I headed up to Scotland towards the end of January for six weeks of guiding work and some personal climbing with friends. The first week was for getting fit in the granite Cairngorm Mountains with friend Dave. The Raptors stood up to the test of being hung on and bounced off while being torqued into a horizontal crack, much to the amusement of friends watching in suspense! They were working well day after day of winter climbing until disaster struck – one of the picks badly bent and the other started to curve over… I contacted Jaroslaw and told him that I was unable to use them further. A week or so later a new set of harder steel picks was sent through (apparently I was sent the original slightly softer steel picks). The picks were changed and action with the Raptors continued.

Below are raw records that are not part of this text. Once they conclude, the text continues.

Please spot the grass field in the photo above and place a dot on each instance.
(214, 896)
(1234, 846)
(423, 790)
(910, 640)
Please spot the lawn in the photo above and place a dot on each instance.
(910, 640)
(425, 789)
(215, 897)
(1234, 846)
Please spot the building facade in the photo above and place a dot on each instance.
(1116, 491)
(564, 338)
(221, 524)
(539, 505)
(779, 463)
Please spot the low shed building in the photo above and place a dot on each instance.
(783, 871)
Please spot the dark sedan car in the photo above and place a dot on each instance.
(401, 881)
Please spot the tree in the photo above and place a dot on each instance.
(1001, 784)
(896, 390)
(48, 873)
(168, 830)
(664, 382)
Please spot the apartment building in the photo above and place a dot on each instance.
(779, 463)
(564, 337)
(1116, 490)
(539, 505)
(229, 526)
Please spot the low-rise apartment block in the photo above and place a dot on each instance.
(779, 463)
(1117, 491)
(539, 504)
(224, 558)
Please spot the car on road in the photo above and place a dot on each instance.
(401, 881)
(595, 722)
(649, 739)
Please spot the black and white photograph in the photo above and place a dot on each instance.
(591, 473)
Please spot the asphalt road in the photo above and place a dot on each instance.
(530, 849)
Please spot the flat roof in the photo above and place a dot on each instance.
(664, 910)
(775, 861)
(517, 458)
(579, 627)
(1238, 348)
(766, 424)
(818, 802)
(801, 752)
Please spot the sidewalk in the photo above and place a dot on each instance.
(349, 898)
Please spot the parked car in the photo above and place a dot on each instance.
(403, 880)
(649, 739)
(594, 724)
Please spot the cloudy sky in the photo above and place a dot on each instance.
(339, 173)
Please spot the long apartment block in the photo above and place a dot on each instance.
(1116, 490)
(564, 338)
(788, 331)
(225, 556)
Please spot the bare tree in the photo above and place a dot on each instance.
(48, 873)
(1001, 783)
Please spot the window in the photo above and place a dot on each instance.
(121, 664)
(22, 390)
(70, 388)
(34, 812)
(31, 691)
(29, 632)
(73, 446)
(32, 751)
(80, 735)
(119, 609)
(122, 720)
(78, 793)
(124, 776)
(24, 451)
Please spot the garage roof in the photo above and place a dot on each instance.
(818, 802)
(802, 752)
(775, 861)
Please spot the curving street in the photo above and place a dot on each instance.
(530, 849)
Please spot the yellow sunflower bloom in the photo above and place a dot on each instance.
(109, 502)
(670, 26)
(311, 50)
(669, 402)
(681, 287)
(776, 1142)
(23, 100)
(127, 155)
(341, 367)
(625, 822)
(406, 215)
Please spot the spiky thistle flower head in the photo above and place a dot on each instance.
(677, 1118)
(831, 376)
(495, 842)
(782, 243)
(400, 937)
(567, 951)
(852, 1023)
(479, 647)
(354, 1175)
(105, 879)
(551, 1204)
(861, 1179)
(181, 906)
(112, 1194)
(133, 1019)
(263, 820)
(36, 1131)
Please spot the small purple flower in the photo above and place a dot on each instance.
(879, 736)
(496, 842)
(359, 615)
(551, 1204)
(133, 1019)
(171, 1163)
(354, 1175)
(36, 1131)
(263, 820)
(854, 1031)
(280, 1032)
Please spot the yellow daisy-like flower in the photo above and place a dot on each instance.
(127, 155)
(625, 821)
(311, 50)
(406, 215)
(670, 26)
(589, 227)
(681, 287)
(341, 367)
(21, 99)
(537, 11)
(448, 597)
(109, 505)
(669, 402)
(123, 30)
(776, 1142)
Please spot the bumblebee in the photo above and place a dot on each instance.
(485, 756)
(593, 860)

I spent just under three weeks staying at a Climber’s Club hut in Roy Bridge and everyone I showed the axes to couldn’t believe how light they were. Most people seemed sceptical at first, like I’d been but two people in particular seemed very interested and both of them came from a professional engineering background. They both had experience with Carbon Kevlar and both elevated my concerns about the bolt holes failing where the picks joined the shaft – they explained because of the cross weave of the fibres, fracturing was very unlikely. Good to know! It stopped crossing my mind when climbing and I found my trust was growing and growing in them and by default climbing with them was getting easier. I also found while I using the axes didn’t get the dreaded “Hot Aches” (something I regally suffer hard from). I can only put this down to the shafts not conducting the cold – they feel neutral to the environmental temperature, which is a definite advantage for the winter climber who dislikes the feeling of dipping your hands in boiling water….
As so often referred to in the outdoors “Trust is earned”. I hope you enjoy them as much as I have.